O cuscuz (sêmolas prensadas e granuladas que vemos habitualmente nos nossos supermercados e não só nos biológicos) dá nome a um dos pratos marroquinos mais famosos, coberto de várias carnes e vegetais. Outra coisa que dá nome a vários pratos é o tayin, uma caçarola de barro típica do país onde se fazem os guisados. Nesses guisados há uma predileção evidente pelas carnes, em detretimento do peixe, apesar da vasta costa que ocupa o Atlântico e o Mediterrâneo. O povo come acima de tudo carne de cordeiro e de frango, mas também de dromedário e de pomba. Mas há um guisado de peixe com mexilhões, batatas e ovos, popular nalguns locais, chamado traga.

As pastilas também são muitos recorrentes na cozinha marroquina. Tratam-se de empadas em massa fina (brick) que podem levar tanto carnes como peixe. Já a adafina é o grande cozido marroquino, com muita carne de vaca, batata e grão-de-bico.

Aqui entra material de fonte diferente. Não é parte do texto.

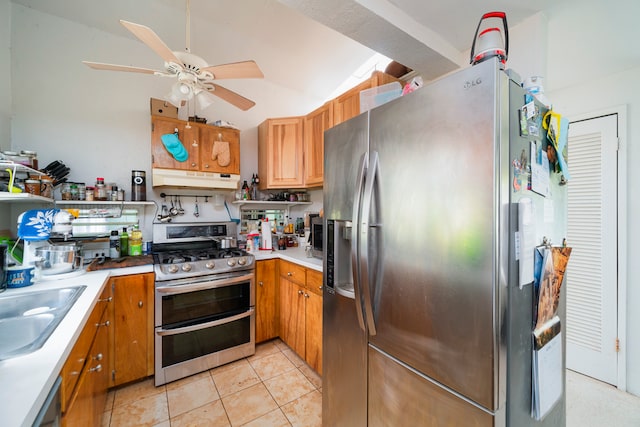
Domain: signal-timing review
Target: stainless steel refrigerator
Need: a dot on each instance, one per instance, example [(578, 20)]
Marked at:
[(425, 321)]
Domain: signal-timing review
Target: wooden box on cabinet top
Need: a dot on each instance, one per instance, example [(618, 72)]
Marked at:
[(200, 142)]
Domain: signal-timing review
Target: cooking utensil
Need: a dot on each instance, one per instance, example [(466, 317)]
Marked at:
[(180, 210), (173, 211), (489, 40), (11, 188)]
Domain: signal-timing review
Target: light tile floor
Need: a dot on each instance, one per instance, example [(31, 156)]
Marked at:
[(274, 387)]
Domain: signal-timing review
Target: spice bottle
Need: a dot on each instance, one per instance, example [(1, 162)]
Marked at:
[(100, 192), (135, 242), (114, 244)]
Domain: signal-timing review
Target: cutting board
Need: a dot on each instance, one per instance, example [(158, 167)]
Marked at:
[(129, 261)]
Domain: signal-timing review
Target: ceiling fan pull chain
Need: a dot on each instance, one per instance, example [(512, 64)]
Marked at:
[(188, 27)]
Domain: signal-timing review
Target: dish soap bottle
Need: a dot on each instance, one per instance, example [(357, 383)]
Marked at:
[(124, 242), (114, 245), (135, 242)]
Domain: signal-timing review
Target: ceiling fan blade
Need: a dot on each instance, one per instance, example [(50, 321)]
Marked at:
[(151, 39), (112, 67), (236, 70), (231, 97)]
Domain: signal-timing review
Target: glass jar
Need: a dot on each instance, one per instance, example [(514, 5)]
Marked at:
[(73, 189), (100, 192), (65, 191), (89, 195)]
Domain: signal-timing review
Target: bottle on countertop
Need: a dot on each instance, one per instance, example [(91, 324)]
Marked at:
[(135, 241), (100, 192), (114, 244), (246, 193), (124, 242)]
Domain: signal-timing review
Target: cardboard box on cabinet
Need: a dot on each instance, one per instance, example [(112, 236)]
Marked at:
[(160, 107)]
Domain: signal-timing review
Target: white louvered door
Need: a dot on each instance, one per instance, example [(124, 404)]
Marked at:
[(592, 280)]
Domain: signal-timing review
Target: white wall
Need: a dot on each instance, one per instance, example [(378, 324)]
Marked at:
[(98, 122), (607, 79), (609, 91), (5, 92)]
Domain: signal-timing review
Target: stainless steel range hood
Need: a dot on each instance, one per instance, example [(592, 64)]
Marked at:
[(193, 179)]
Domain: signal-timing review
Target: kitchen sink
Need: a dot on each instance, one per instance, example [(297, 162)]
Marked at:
[(27, 320)]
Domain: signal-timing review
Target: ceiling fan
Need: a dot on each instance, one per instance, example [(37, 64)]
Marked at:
[(195, 78)]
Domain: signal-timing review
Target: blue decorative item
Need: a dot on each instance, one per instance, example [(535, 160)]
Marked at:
[(174, 146), (36, 224)]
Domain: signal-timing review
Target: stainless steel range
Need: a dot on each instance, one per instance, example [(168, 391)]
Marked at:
[(204, 299)]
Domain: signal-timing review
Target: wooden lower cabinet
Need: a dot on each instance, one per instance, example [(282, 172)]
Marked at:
[(292, 315), (85, 376), (301, 311), (132, 332), (267, 313)]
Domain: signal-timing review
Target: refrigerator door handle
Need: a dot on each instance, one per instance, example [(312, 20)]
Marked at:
[(355, 241), (363, 241)]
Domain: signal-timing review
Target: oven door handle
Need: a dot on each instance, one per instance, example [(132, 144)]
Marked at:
[(199, 326), (199, 286)]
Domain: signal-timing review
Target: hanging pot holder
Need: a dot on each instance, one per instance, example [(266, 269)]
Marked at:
[(174, 146)]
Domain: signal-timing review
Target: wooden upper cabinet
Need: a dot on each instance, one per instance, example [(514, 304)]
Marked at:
[(347, 105), (315, 123), (201, 142), (280, 159)]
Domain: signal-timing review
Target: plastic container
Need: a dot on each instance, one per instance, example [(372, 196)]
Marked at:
[(124, 242), (376, 96), (135, 242), (114, 244)]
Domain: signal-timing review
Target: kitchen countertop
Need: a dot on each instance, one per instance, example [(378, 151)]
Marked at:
[(294, 254), (26, 380)]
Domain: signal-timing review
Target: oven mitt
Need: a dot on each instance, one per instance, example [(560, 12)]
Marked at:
[(174, 146), (221, 152)]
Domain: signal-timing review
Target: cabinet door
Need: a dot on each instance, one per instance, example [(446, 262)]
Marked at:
[(280, 158), (315, 124), (292, 315), (132, 327), (267, 312), (161, 158), (313, 330), (226, 137), (79, 356)]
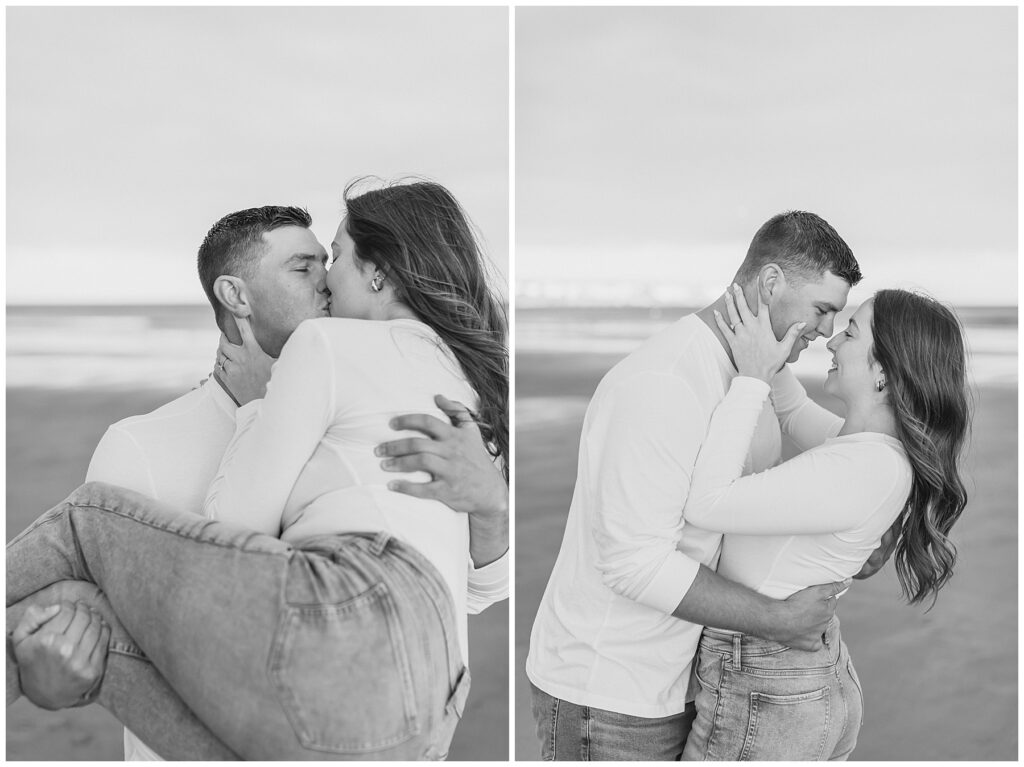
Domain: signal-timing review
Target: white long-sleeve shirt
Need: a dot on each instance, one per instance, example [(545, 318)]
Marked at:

E a harira é a grande sopa marroquina, comida sobretudo durante as noites do Ramadão, bem robusta, composta de carne de vitela, lentilhas, grão-de-bico e muitos tomates, devidamente condimentada de açafrão, pimenta, coentros e salsa. Na doçaria, os yabans têm fama. São uns doces de amêndoa e de goma arábica muito servidos à porta das escolas.


Oásis cultural
Portugueses e berbéres marroquinos já trocaram muito sangue derramado, quer na reconquista cristã da Península Ibérica na época medieval, quer na tentativa de domínio de praças marroquinas quando Portugal tinha o projeto ultramarino.

Hoje o reino marroquino é para nós um local deslumbrante de aventuras, nomeadamente para os amantes do deserto, graças ao enorme Sahara, ou para nos silenciarmos de admiração com cidades como Marraquexe e com a sua arquitetura deslumbrante de arcos, mesquitas, madraças e afins. Quem gostar de montanhismo pode arriscar as vertigens de picos de montanhas tão altos como os Alpes, como na Cordilheira do Atlas.

Este país de nómadas e dromedários tem atraído a cultura forasteira. "Casablanca" (de 1942), contracenado por Ingrid Bergman e Humphrey Bogart, é o maior clássico cinematográfico sobre a II Guerra Mundial. O escritor norte-americano Paul Bowles escolheu viver grande parte da sua vida em Tânger: a residência marroquina influenciou alguns dos seus maiores livros como "O Céu Que Nos Protege" (de 1949, sobre uma viagem ao Sahara) ou "A Casa da Aranha" (sobre o choque cultural entre os colonizadores franceses e os marroquinos colonizados).

É no atletismo que Marrocos mais se tem destacado desportivamente, com vários campeões olímpicos. A corredora dos 400 metros obstáculos Nawal El Moutawakel tornou-se em 1984 na primeira campeão olímpica árabe africana. O mais glorioso é o bicampeão olímpico El Guerrouj nas distâncias de 1500 e 5000 metros, em 2004. Soufiane El Bakkali é o atual campeão mundial e olímpico dos 3000m obstáculos. Mas o mais emblemático continua a ser Saïd Aouita, que na final olímpica dos 5000 metros, deixou para trás o espinhense António Leitão (que ficou em 3º), para o seu único ouro nos Jogos Olímpicos de 1984.